3472 N. Clark
In France, much restaurant food comes in small, delicate, intricate portions that would double as works of culinary art.
Welcome to Antifrance.
Look, comrades: Lucky’s Sandwich Company is a comfort food place with plenty of beer, chicken wings, and loud Cub fans, but their main fare comes from the ungodly huge sandwiches. I’m not gonna lie, they’re pretty good for gigantic food. They’re filling (as hell) and the ingredients aren’t noticeably processed. It’s a tradition in Pittsburgh and many other places like it to have giant sandwiches filled with everything – including the side of fries.

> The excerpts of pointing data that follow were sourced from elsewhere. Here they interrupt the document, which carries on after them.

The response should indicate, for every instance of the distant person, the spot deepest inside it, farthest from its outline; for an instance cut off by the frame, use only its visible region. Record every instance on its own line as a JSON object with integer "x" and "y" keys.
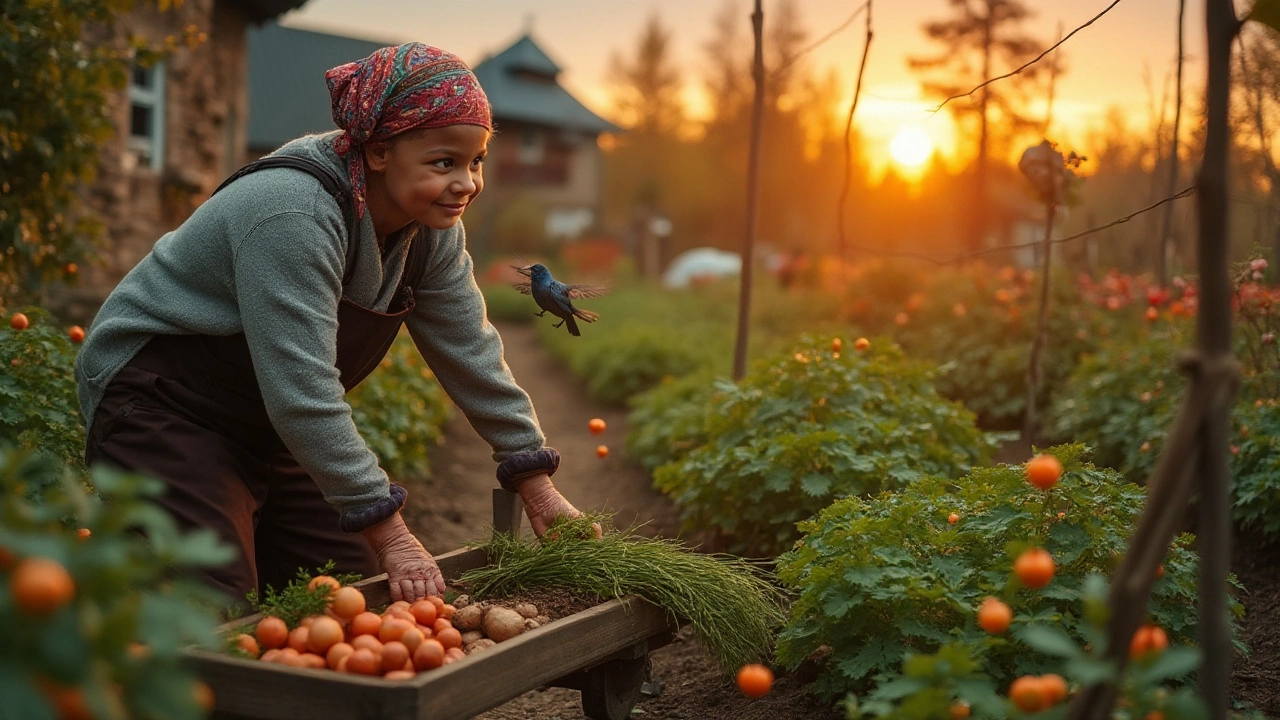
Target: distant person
{"x": 220, "y": 361}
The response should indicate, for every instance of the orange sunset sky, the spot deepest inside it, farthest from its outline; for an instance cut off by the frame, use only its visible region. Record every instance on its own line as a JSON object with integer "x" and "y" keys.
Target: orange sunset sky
{"x": 1106, "y": 62}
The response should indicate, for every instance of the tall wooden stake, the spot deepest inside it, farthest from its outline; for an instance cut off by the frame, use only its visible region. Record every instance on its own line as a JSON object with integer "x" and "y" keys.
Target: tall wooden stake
{"x": 753, "y": 196}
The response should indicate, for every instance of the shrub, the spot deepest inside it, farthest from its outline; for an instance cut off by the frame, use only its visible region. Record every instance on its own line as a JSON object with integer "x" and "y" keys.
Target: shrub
{"x": 401, "y": 410}
{"x": 809, "y": 427}
{"x": 114, "y": 645}
{"x": 883, "y": 577}
{"x": 39, "y": 409}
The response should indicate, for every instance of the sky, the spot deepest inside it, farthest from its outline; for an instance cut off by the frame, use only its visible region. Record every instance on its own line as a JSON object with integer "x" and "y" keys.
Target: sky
{"x": 1110, "y": 63}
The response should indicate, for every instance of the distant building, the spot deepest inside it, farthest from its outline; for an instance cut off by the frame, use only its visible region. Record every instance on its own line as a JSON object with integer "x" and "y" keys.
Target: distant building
{"x": 181, "y": 128}
{"x": 543, "y": 177}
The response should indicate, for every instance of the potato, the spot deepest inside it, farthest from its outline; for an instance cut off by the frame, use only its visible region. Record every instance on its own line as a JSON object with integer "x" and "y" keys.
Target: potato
{"x": 469, "y": 618}
{"x": 502, "y": 624}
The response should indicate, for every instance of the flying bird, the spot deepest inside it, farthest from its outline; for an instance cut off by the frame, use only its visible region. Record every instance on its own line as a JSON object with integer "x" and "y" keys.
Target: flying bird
{"x": 557, "y": 297}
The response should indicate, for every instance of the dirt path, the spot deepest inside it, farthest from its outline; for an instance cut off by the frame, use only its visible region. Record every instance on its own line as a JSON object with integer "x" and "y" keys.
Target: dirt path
{"x": 456, "y": 504}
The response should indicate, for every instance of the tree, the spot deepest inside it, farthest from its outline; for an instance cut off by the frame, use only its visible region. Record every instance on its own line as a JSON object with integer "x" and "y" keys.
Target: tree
{"x": 982, "y": 40}
{"x": 53, "y": 122}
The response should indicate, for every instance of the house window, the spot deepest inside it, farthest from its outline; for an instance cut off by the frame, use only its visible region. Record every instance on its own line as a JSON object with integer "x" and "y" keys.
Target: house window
{"x": 146, "y": 114}
{"x": 531, "y": 146}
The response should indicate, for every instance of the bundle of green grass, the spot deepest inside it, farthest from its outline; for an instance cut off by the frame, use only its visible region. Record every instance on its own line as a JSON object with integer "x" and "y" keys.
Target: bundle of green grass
{"x": 732, "y": 605}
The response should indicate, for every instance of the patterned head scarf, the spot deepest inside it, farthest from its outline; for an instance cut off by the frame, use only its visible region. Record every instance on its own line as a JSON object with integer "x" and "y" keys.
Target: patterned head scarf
{"x": 396, "y": 90}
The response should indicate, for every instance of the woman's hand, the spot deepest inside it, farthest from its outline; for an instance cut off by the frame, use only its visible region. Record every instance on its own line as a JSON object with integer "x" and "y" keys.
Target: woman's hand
{"x": 543, "y": 504}
{"x": 411, "y": 572}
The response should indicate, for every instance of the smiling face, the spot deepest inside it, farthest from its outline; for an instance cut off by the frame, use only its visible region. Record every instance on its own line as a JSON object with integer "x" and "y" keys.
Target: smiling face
{"x": 426, "y": 176}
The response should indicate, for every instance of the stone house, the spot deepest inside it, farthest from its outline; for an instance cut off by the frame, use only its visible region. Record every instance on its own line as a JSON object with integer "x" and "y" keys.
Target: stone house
{"x": 543, "y": 176}
{"x": 181, "y": 128}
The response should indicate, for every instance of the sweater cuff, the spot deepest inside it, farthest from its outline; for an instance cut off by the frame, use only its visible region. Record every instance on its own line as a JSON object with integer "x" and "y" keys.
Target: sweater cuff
{"x": 374, "y": 514}
{"x": 525, "y": 464}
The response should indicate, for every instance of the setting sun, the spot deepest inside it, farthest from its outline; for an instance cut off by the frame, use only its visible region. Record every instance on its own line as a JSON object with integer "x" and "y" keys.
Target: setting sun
{"x": 910, "y": 147}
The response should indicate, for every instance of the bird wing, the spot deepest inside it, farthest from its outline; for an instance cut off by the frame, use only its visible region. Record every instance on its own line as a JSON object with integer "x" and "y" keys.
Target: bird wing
{"x": 580, "y": 291}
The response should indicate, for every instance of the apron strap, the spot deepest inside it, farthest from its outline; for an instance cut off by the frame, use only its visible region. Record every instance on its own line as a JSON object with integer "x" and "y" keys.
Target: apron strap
{"x": 332, "y": 185}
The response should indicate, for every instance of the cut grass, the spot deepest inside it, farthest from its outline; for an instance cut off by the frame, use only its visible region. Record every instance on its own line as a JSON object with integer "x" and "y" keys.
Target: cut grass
{"x": 731, "y": 605}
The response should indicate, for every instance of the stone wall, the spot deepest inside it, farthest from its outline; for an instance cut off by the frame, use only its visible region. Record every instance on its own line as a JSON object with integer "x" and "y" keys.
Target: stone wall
{"x": 205, "y": 119}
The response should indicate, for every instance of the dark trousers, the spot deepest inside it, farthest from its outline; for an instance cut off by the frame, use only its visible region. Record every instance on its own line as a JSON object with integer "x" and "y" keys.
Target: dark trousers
{"x": 181, "y": 414}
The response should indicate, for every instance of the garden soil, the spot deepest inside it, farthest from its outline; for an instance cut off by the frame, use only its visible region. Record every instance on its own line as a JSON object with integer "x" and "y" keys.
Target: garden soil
{"x": 455, "y": 506}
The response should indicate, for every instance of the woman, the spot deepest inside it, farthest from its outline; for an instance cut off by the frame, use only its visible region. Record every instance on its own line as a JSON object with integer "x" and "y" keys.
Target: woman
{"x": 220, "y": 361}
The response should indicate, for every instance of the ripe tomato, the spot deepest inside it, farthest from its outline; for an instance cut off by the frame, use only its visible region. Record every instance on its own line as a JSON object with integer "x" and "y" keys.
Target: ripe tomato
{"x": 1043, "y": 472}
{"x": 754, "y": 680}
{"x": 429, "y": 655}
{"x": 347, "y": 602}
{"x": 272, "y": 633}
{"x": 995, "y": 616}
{"x": 1034, "y": 568}
{"x": 40, "y": 586}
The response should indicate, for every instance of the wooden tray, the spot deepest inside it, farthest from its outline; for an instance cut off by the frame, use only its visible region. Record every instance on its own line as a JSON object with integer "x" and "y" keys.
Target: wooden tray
{"x": 602, "y": 651}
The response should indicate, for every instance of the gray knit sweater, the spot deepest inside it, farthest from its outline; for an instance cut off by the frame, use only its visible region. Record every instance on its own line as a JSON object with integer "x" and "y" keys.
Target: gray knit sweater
{"x": 265, "y": 256}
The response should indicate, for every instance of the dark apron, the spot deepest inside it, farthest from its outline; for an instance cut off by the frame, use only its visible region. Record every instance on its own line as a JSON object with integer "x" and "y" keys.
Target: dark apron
{"x": 188, "y": 410}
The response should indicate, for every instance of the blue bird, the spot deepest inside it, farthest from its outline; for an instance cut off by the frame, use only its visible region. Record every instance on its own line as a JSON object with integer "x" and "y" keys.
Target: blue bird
{"x": 557, "y": 297}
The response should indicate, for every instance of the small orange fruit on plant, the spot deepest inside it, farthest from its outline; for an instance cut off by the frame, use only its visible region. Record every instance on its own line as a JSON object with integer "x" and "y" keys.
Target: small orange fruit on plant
{"x": 995, "y": 615}
{"x": 1043, "y": 472}
{"x": 1034, "y": 568}
{"x": 40, "y": 586}
{"x": 754, "y": 680}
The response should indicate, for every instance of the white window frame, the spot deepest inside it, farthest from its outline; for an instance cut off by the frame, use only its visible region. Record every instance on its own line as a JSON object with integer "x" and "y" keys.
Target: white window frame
{"x": 154, "y": 100}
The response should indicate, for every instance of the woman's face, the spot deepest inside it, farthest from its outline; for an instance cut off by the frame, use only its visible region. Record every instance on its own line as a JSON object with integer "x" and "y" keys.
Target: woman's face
{"x": 429, "y": 176}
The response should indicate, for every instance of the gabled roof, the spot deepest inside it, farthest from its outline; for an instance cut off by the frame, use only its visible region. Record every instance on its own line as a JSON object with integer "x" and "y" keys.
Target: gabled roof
{"x": 288, "y": 98}
{"x": 287, "y": 94}
{"x": 521, "y": 83}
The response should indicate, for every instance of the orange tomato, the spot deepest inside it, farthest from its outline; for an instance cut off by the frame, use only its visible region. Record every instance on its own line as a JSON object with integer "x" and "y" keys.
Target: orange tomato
{"x": 995, "y": 616}
{"x": 272, "y": 632}
{"x": 40, "y": 586}
{"x": 1043, "y": 472}
{"x": 424, "y": 613}
{"x": 247, "y": 645}
{"x": 1148, "y": 641}
{"x": 364, "y": 662}
{"x": 1028, "y": 695}
{"x": 347, "y": 602}
{"x": 324, "y": 633}
{"x": 1034, "y": 568}
{"x": 429, "y": 655}
{"x": 337, "y": 652}
{"x": 754, "y": 680}
{"x": 364, "y": 624}
{"x": 449, "y": 637}
{"x": 394, "y": 656}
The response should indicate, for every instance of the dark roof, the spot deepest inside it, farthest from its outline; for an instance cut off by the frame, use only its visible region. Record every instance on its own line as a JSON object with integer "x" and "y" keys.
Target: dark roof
{"x": 521, "y": 83}
{"x": 287, "y": 94}
{"x": 261, "y": 10}
{"x": 288, "y": 98}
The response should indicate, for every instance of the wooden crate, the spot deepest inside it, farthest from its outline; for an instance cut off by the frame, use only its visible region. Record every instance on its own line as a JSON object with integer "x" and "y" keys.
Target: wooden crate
{"x": 602, "y": 651}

So, how good are the fries? Let me put it this way: I would rather have year-old McDonald’s imitation fries than the fries on these sandwiches. While most fries are yellow and brown, these are burnt orange, which would be forgivable if they were sweet potato fries – but they aren’t. They smell like the bathroom at an Al’s Italian Beef, and they slip from your fingers with all the oil if you try to pick them up. I ate a Lucky’s Corned Beef sandwich in my room and had to pick out all the fries and throw them away – and my room still smells awful. It just got cleaned two days ago. This is demonically unforgivable.
What’s even more mind-boggling: Lucky’s has a policy of no-mayonnaise-whatsoever on their sandwiches. Perhaps they realized “hey, if the sandwich has these slow-death sticks we call fries AND mayo, all of our customers would get pacemakers at our expense!” I would prefer to eat a sea of miracle whip compared to these life-sucking stomach torpedoes that they don’t even put on the side!
This place isn’t in the “the bad” category because, sans the fries, the sandwiches are damn good. So, if you’re going to order a Lucky’s sandwich, say “no fries please” unless you’re into taste bud masochism.